Our day begins with drive to Epidaurus and the Temple of Asclepius which dates back to the 4th century BC and was designed and built by the architects Theotokos and Thimotheos; the Healing Temple Asclepieion, designed for 250 patients (70.92 m x 9.42 m); the Library, built by the Roman emperor Antonios and his successors; the Gymnasium (69 m x 53 m). We also visit the ancient theater of Epidaurus, a wonder of architecture because of the absolute uniqueness of its acoustic. It is worth wondering how ancient Greeks managed to create such an architectural masterpiece using the knowledge and machinery of that time. The theater dates back to the 4th century BC but still hosts theatrical plays for 14,000 spectators. People from all over the world attend theatrical plays and concerts in Epidaurus, especially in summer months, as the experience offered at this theater is unique.
Next stop: the city of Nafplion, the absolute jewel of Argolis region. Nafplion was the first capital of modern Greece and is widely known as one of the most idyllic and romantic Greek cities. Today, we will have the freedom to discover Nafplion at our own disposal. We can take a walk through its picturesque streets with the wonderful buildings; admire the fortified islet of Bourtzi standing on the background, while drinking our coffee or having lunch at one of the numerous cafés and taverns. And for those in good shape, Palamidi Castle is totally recommended. In order to reach it, you have to climb all of its 999 steps carved into the rock. The castle where the most important hero of the Greek Revolution Theodoros Kolokotronis was imprisoned is absolutely worth our time and energy; the view from above is breathtaking!
The legendary Mycenae with its famous beehive (tholos) tombs, capital of Agamemnon’s kingdom, is our next destination. At Mycenae we will visit Europe’s oldest fortress and the stage for Iliad, one of Homer’s bloody epic poems. It all started in Aulis, where King Agamemnon sacrificed his own daughter Iphigenia, so that the Greeks could sail to Troy. After Agamemnon’s return from the Trojan War, Clytemnestra murdered her husband with the help of her lover, Aegisthus. Her children Elektra and Orestes in turn assassinated their mother to revenge the murder of their father. The story of Atrides’ dynasty has inspired the famous Greek tragic writers Aischylos, Sofokles and Euripides, whose tragedies and their modern adaptations are still being played in theaters all over the world.

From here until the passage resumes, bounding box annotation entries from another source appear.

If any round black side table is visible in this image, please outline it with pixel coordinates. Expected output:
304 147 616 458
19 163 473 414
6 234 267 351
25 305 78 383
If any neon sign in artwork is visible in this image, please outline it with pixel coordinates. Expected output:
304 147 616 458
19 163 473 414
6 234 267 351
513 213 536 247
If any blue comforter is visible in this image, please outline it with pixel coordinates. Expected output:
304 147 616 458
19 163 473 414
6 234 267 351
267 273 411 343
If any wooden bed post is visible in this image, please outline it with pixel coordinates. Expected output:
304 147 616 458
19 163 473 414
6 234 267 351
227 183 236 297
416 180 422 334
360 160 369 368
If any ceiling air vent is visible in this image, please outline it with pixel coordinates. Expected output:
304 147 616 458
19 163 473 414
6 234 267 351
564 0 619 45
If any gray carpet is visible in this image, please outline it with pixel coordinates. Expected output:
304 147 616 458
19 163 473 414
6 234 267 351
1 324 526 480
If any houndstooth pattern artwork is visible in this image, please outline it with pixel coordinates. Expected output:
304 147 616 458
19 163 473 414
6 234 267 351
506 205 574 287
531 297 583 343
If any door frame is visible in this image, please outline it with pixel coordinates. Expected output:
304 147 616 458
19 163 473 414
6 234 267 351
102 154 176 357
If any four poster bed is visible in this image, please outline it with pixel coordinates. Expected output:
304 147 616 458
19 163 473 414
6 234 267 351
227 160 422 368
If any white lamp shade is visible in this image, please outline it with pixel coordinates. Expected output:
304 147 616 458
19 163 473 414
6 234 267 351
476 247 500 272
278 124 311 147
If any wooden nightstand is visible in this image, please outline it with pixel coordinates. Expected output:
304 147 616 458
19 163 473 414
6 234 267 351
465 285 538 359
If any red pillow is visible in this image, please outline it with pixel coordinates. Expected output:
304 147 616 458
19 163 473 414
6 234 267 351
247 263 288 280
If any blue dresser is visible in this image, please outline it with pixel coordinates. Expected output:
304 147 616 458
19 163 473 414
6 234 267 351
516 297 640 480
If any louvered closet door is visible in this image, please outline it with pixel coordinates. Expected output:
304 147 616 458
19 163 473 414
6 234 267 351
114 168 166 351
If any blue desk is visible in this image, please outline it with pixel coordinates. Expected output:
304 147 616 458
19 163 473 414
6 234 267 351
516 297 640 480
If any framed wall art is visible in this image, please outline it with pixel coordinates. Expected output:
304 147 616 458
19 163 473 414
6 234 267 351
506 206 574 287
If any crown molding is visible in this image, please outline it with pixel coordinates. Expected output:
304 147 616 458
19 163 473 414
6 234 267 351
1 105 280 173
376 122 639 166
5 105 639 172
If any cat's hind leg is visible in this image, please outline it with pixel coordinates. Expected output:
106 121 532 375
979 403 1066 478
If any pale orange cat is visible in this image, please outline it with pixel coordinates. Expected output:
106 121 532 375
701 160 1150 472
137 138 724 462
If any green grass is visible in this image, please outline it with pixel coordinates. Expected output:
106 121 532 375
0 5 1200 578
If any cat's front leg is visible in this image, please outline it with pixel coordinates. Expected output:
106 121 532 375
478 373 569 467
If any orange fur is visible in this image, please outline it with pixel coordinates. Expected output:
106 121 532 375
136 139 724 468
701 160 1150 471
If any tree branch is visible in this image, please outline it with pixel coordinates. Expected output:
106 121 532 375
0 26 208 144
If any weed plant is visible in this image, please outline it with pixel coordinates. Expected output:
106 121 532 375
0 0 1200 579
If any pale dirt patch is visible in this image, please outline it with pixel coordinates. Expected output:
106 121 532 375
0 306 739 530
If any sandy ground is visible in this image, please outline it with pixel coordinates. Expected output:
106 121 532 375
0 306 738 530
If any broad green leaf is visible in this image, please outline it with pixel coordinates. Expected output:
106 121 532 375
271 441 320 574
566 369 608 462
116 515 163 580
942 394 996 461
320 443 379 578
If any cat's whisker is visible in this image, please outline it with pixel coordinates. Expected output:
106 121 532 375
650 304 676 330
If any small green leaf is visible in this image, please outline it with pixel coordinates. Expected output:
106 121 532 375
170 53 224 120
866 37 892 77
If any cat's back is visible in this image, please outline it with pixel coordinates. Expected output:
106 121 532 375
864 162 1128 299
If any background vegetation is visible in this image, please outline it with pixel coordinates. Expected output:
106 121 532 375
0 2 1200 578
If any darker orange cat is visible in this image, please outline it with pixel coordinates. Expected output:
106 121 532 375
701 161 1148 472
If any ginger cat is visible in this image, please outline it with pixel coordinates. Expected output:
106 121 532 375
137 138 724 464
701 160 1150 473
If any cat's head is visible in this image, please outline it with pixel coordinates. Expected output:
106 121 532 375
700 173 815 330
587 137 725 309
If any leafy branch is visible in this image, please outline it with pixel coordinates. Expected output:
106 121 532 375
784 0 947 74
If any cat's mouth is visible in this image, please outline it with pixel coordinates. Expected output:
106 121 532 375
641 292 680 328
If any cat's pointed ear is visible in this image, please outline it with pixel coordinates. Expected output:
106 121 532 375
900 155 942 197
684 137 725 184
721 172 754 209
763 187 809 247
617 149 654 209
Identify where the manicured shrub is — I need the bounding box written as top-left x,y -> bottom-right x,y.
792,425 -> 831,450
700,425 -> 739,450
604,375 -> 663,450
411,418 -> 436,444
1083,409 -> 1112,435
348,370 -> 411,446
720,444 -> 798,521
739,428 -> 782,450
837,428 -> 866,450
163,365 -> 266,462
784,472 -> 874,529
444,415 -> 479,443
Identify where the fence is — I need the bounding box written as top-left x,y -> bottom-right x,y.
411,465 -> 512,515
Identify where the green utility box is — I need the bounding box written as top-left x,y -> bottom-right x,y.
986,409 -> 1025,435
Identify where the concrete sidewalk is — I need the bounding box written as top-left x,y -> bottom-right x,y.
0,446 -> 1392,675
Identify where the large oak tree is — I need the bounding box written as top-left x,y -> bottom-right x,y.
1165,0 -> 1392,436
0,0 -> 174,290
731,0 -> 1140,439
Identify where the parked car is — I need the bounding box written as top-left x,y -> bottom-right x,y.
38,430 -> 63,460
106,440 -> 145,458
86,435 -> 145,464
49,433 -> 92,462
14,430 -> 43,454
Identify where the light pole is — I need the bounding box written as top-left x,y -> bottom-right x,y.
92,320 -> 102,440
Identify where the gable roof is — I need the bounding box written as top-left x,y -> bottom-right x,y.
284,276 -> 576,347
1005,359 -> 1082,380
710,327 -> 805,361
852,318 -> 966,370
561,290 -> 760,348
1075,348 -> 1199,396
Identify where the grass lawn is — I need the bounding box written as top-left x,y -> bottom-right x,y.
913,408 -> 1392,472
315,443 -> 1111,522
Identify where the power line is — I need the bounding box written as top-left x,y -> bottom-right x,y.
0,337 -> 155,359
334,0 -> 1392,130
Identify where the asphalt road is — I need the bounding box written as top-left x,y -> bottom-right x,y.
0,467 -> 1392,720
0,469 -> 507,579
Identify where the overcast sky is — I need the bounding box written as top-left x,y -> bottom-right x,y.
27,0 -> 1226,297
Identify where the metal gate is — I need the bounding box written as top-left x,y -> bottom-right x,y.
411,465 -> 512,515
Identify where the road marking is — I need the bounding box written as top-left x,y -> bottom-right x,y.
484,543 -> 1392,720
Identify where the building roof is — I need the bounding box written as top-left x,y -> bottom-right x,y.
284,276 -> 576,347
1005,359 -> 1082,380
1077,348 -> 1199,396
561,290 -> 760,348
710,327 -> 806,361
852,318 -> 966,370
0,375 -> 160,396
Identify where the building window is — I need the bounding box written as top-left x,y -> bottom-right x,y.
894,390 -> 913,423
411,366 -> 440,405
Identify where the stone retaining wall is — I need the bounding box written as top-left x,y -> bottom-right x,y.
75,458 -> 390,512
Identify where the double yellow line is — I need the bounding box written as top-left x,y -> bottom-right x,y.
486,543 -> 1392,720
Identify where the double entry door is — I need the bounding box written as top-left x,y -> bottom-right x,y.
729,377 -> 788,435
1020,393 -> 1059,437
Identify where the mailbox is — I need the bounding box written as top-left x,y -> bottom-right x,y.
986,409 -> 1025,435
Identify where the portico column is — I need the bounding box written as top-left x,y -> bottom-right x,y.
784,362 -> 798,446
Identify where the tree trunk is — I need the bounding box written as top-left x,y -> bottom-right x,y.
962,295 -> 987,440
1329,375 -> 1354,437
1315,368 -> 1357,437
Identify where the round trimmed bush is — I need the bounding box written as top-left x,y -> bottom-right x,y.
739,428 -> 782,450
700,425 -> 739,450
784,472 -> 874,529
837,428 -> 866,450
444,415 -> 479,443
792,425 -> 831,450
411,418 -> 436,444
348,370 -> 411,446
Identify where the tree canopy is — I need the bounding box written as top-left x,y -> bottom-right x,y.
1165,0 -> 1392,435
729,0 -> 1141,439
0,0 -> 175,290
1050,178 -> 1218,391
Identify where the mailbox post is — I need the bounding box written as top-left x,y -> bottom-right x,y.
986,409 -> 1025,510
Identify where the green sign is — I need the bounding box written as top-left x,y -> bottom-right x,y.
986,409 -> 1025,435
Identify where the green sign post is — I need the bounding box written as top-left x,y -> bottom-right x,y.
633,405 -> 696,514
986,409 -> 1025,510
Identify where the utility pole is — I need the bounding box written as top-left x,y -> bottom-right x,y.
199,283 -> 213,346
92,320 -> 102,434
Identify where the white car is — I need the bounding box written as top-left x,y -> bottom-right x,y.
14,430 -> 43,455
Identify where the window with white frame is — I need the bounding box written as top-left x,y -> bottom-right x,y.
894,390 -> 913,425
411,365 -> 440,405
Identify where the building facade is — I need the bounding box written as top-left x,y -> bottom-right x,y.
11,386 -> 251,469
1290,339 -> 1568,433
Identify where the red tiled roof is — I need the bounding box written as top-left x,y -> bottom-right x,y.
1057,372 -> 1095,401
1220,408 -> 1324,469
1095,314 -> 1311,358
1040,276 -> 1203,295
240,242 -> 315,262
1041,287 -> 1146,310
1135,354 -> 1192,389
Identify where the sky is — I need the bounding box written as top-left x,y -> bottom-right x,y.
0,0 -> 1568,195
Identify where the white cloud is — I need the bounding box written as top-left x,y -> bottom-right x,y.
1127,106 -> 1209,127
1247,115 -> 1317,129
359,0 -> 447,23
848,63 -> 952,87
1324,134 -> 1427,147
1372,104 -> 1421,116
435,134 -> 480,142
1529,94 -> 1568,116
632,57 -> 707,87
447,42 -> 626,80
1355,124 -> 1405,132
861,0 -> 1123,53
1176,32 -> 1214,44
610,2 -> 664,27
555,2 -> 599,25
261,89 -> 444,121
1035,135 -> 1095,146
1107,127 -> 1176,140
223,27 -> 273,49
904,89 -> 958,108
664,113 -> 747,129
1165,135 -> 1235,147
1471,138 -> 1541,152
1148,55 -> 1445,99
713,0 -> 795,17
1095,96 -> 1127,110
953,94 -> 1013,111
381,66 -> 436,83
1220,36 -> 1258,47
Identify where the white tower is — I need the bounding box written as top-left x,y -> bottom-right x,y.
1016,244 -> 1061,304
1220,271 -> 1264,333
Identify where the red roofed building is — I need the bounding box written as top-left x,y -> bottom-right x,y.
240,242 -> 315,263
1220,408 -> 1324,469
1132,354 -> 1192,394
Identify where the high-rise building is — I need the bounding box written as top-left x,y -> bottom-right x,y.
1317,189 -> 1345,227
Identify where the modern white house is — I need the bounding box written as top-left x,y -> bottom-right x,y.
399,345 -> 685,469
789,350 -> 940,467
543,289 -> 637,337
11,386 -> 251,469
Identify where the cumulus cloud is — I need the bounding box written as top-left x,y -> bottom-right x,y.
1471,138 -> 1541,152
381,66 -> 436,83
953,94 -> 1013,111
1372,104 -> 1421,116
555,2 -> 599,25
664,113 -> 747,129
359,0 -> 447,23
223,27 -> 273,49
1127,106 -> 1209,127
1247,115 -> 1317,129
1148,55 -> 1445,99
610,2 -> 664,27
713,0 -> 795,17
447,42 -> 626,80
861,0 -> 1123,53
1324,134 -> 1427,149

On our way to Athens, we make a stop in Ancient Corinth, where we can cast a glance over the fortress located on Mount Kyllini. At the foot of the mountain we visit the ancient city situated under the large fortress; the ancient central street, the agora and the Temple of Apollo are waiting for us. We also visit the archaeological site of the region as well as the museum, which is definitely worth seeing.Ancient Corinth has been the richest port and the largest city in ancient Greece. Its strategical location on the connection between Peloponnese and the mainland of Greece made the city a powerful commercial center near two seaports. The city is also very famous in the world of Christianity as one of the main stops of Apostle Paul during the journeys he made to spread the word of Jesus. 1 overnight stay in Athens. 

Day 10: Departure – “Geia sas!”

 According to itinerary transfer to Athens International Airport “Eleftherios Venizelos”. Departure.